Landon Fuller put together a secret message passing system that exploits a feature of DNS servers. It’s based on a hack first conceived by Dan Kaminsky, which allows you to set a single bit of data by caching a wildcard zone on a cache server:
In each DNS query, 7 bits are reserved for a number of flags, one of which is the Recursion Desired (RD) flag. If set to 0, the queried DNS server will not attempt to recurse — it will only provide answers from its cache.
Combine this with a wildcard zone and it’s possible to signal bits (RD on), and read them (RD off). To set a bit to 1 the sender issues a query with the RD bit on.

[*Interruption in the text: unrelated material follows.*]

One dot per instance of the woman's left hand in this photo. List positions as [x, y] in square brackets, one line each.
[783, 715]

The wildcard zone resolves all requests, including this query. The receiver then issues a query for the same hostname, with the RD bit off. If the bit is 1, the query will return a valid record. If the bit is 0, no record will be returned.

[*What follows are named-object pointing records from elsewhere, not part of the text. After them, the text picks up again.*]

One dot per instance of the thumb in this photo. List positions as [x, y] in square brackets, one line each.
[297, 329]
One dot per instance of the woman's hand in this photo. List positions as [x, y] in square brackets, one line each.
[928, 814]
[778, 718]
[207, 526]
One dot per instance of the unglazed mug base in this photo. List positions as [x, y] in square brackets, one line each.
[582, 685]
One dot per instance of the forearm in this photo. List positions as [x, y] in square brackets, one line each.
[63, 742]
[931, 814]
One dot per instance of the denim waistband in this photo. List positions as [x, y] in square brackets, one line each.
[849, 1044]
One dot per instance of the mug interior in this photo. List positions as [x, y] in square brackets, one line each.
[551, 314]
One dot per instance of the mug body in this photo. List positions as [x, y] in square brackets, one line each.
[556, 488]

To send the message, the sender and receiver agree on a DNS server and a big list of secret words. A unique hostname is generated for each word in the list, each of which is used to set one bit of data in a remote DNS server. The receiver can come along at a later date and extract the message from the dead drop by querying those same names. It’s a pretty inefficient way to transfer data, but who ever said secret spy messages needed to be efficient?
You can download Landon’s program from his site. If you want to play with it, I’d recommend either just testing it with a short message or two, or using your own server. As you can imagine, it’s a bit of a resource hog, since it requires a full lookup just to communicate a single bit.